C. Balancing Analysis
Petitioner does not allege that Appeals failed to consider “whether any proposed collection action balances the need for the efficient collection of taxes with the legitimate concern of the person that any collection action be no more intrusive than necessary.” See § 6330(c)(3)(C). He thus has conceded this issue. See Rules 121(d), 21
[*21] 331(b)(4); see also Ansley v. Commissioner, T.C. Memo. 2019-46, at *19. In any event, Appeals concluded that the levy balanced the need for efficient tax collection with petitioner’s concern about intrusiveness because petitioner provided no viable collection alternative. This Court concludes that there was no abuse of discretion in this determination. See Atchison v.
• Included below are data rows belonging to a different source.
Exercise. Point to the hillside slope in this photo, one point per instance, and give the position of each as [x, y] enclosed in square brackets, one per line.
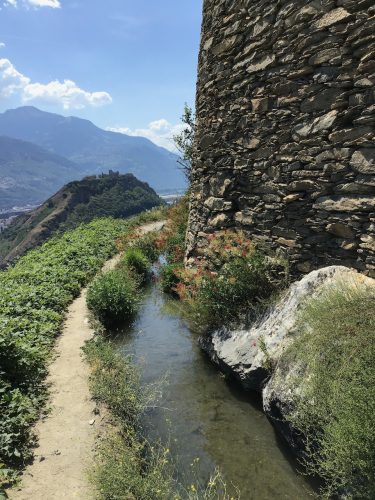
[113, 195]
[93, 149]
[30, 174]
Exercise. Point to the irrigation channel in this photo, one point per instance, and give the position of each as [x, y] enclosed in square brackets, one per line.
[201, 415]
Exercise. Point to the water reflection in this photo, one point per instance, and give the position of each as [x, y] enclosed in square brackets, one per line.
[201, 415]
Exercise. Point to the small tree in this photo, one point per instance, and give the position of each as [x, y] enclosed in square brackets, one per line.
[184, 141]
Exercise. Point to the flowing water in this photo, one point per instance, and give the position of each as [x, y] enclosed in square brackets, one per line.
[201, 415]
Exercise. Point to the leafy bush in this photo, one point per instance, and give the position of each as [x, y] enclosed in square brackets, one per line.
[33, 297]
[137, 262]
[335, 413]
[172, 239]
[113, 298]
[213, 299]
[126, 466]
[146, 244]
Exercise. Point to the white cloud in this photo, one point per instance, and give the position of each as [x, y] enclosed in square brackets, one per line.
[54, 4]
[66, 93]
[160, 132]
[11, 80]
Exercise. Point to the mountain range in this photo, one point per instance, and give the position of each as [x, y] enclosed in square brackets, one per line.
[113, 195]
[41, 151]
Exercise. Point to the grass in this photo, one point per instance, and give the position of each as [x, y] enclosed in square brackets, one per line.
[33, 297]
[135, 260]
[113, 298]
[127, 466]
[335, 412]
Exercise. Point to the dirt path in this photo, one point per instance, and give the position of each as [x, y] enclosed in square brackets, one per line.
[67, 436]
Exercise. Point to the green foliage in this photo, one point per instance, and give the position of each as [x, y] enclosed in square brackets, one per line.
[136, 261]
[126, 466]
[113, 298]
[78, 202]
[33, 297]
[109, 196]
[172, 240]
[169, 277]
[335, 349]
[214, 299]
[146, 245]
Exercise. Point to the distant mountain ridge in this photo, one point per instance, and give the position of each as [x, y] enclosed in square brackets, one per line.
[113, 195]
[92, 149]
[30, 174]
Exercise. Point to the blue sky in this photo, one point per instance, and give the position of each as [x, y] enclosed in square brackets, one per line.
[128, 65]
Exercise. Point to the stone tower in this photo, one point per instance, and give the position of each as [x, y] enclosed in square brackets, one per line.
[285, 136]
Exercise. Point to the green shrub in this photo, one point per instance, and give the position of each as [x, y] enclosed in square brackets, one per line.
[113, 298]
[126, 466]
[146, 244]
[136, 261]
[175, 248]
[336, 409]
[33, 297]
[241, 287]
[169, 277]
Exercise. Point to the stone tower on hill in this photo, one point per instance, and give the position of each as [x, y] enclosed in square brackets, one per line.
[286, 129]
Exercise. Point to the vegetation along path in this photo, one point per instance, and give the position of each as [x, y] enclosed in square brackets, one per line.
[66, 437]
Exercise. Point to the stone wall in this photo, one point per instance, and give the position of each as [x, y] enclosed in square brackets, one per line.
[285, 136]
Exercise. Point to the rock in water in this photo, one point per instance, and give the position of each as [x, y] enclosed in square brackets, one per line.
[249, 354]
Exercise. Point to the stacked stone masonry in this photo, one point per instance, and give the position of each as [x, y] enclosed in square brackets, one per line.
[285, 135]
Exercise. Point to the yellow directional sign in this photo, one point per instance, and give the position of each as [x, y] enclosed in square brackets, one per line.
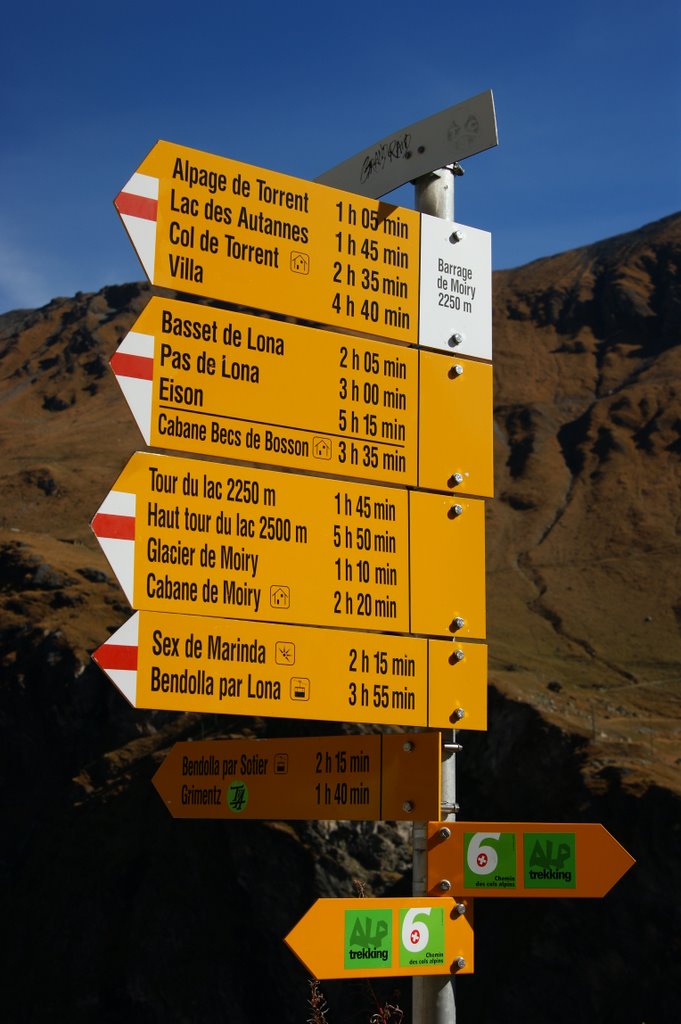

Commissioner, T.C. Memo. 2009-8, 2009 WL 89218, at *4 (concluding that where taxpayers were given an opportunity and time to submit another OIC and they declined to do so, “the Commissioner had no less intrusive means to consider”).
Conclusion
Finding no abuse of discretion, this Court will grant the Motion and sustain Appeals’ determination related to the levy to collect petitioner’s unpaid liability for the 2016 tax year. This Court has considered all arguments made by the parties and, to the extent they are not addressed herein, deems them to be moot, irrelevant, or without merit.
To reflect the foregoing,
An appropriate order and decision will be entered.